Kim koalisyon kuracaksa buyursun kursun!
AKP iktidarının çürüme görüntüleri ayakkabı kutuları, kasa ve saatlerle halkın gözünün içine sokuldu. Arınç daha önceki yolsuzluk iddialarının “sinek ısırığı kadar etkisinin olmadığını” açıklamıştı. Muhalefet partileri buna rağmen 7 Haziran seçim kampanyalarını büyük ölçüde 17/25 Aralık yolsuzluk ve rüşvet iddiaları üzerine oturttu. AKP konuyu, paralel yapının darbe girişimi olarak niteleyip unutturmaya çalıştı. 7 Haziran seçimleri bu kargaşa içinde yapıldı ve AKP’nin tek başına iktidarı bu seçimlerle sona erdi.
AKP ortaya çıkan mevcut tablodan kendi amaçlarına yüzde yüz uygun bir koalisyon çıkarmaya çalışıyor. Davutoğlu ve Erdoğan, yeni koalisyonun AKP’nin tek başına iktidarı gibi davranacak bir çeşit AKP hükümetlerinin versiyonu olmasını istiyor.
Öyle ki, “çözüm” denilen yıkım sürecinin Güneydoğu halkını Öcalan’ın HDP’sinin arkasına takmasına ve AKP’nin tek başına iktidarı kaybetmesine rağmen Davutoğlu bu konuda geri adım atmayı düşünmüyor. Aksine MHP’den bu konuda geri adım atmasını bekliyor. Davutoğlu aynen şunları söylüyor: “MHP’nin içinde yer aldığı bir koalisyon için çözüm süreci konusunda ilkeler ortaya konmalı. MHP, bu konudaki perspektifini değiştirmeli. Sürecin devamı için bir vizyon ortaya koymalı.”

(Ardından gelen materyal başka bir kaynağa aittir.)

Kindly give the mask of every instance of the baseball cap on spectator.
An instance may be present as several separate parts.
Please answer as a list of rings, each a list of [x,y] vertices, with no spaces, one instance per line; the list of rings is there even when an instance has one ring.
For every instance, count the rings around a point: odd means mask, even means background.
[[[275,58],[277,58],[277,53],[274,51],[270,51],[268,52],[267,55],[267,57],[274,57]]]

Davutoğlu’nun ’çözüm’ dediği yıkım süreci bölgeden devleti kazıtmak yerine PKK’nın otoritesini yerleştirmek sürecine dönüştüğünün ortaya çıkmasına karşın AKP bu konuda ısrarını sürdürüyor. Anlaşılan AKP, yıkım sürecine Türkiye bölgeden kazıtılıncaya kadar devam etmek kararındadır!
Zamanın başbakanı 17 Aralık yolsuzluk ve rüşvet iddialarına muhatap olan bakanları, otobüsün üzerine çıkarıp halka sunmuştu. Her şey iddia bile olsa yolsuzluk ve rüşvet suçlamaları ’şüyuu vukuundan beter’denilecek türden olgulardı. Buna rağmen bu vahim iddiaların muhataplarına bizzat Başbakan itibar takviyesi yapmıştır.
Haziran seçim sonuçlarına rağmen adı yolsuzluk ve rüşvetle anılan Rıza Sarraf, Cumhurbaşkanı’nın katıldığı törende AK Parti’nin iki Bakanının elinden ödül aldı. Bütün bunlar milletin gözünün içine baka baka yapıldı. Öyle ki AKP’nin yeminli savunucusu Abdülkadir Selvi bile “Oldu olacak Rıza Sarraf’ın heykelini dikin, 4 bakanı da seçim afişi yapın olsun bitsin bu iş” demek zorunda kaldı.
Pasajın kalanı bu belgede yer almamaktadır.